Technology companies specializing in compact, energy-efficient edge computing devices are actively working to enhance their devices’ capabilities to enable visual perception in machines for applications like facial recognition. Typically, visual perception demands significant computational resources when deployed remotely on edge devices, leading to reduced latency and ability to make real-time decisions.
Historically, the conventional use of deep learning and machine learning neural hardware, along with GPUs, has shown inefficiency in terms of energy consumption, especially when deployed near the network edge where data originates.

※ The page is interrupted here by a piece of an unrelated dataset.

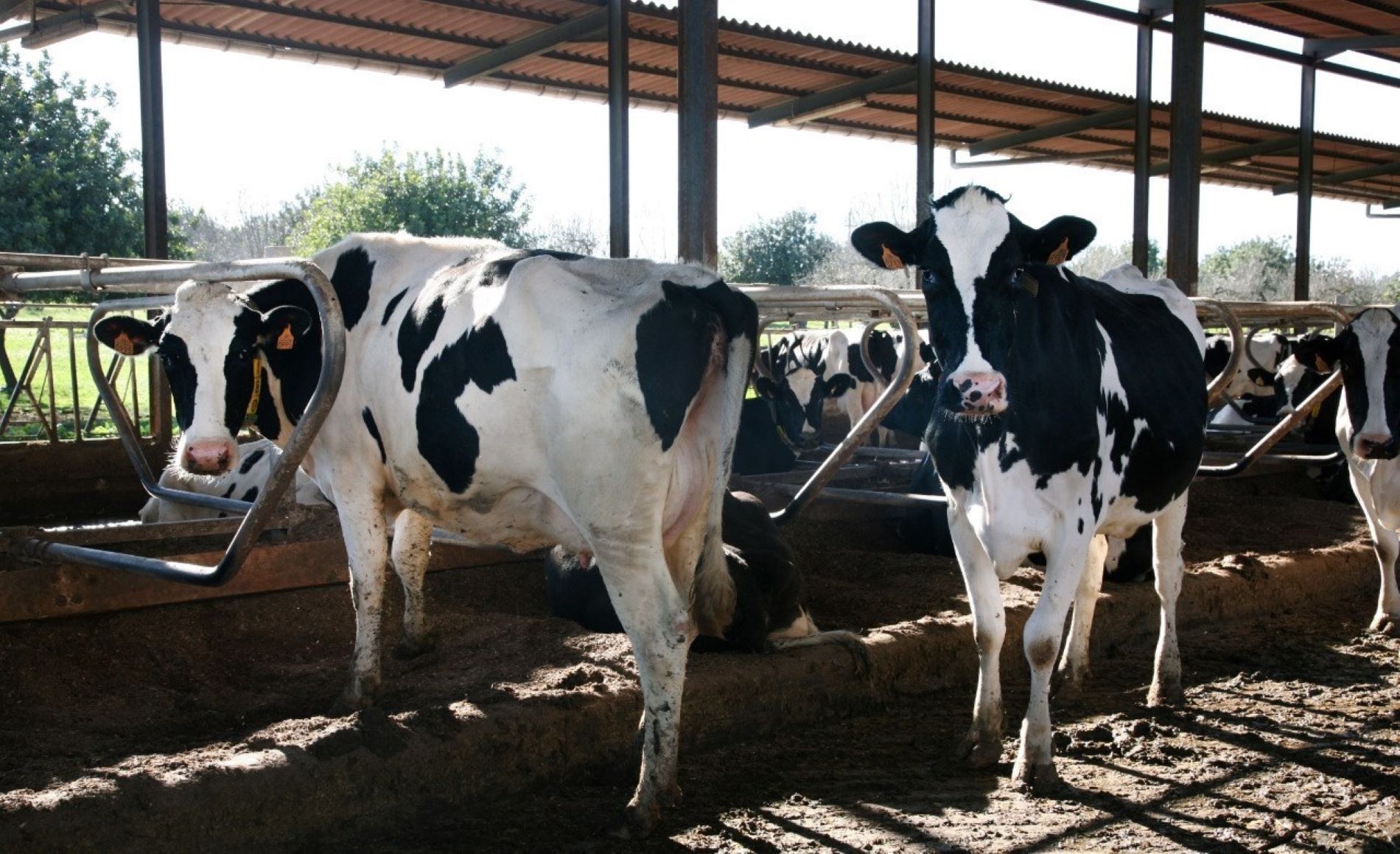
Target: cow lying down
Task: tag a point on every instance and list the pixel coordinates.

In response to this challenge, neuromorphic computing emerged as a solution, offering a form of artificial intelligence inspired by the human brain’s information processing methods. Using neuromorphic computing enables companies to create edge devices with a strong focus on energy efficiency, even while managing demanding AI workloads.
BrainChip partners with VVDN to develop Edge Box based on neuromorphic technology
BrainChip, a company known for its neuromorphic computing, has collaborated with VVDN Technologies, an electronics engineering and manufacturing firm, to create an Edge Box based on neuromorphic computing technology. This product is geared towards delivering advanced AI capabilities and finding applications in diverse domains such as security surveillance, automotive, and industrial use cases.
According to BrainChip, the Edge Box is designed to enable customers to deploy edge artificial intelligence applications in a cost-effective manner. Organizations can leverage the power of AI on edge devices for monitoring and security applications across various industries, offering a significantly more efficient and effective alternative to traditional approaches.
The Edge Box is a compact device with the capacity to execute AI models that support tasks like video analytics, facial recognition, and object detection. Leveraging the BrainChip Akida processor, known for its high performance, low power consumption, and scalable architecture, the Edge Box can be a suitable device for edge AI solutions.
“This portable and compact Edge box is a game-changer that enables customers to deploy AI applications cost-effectively with unprecedented speed and efficiency to proliferate the benefits of intelligent compute,” says Sean Hehir, chief executive officer at BrainChip.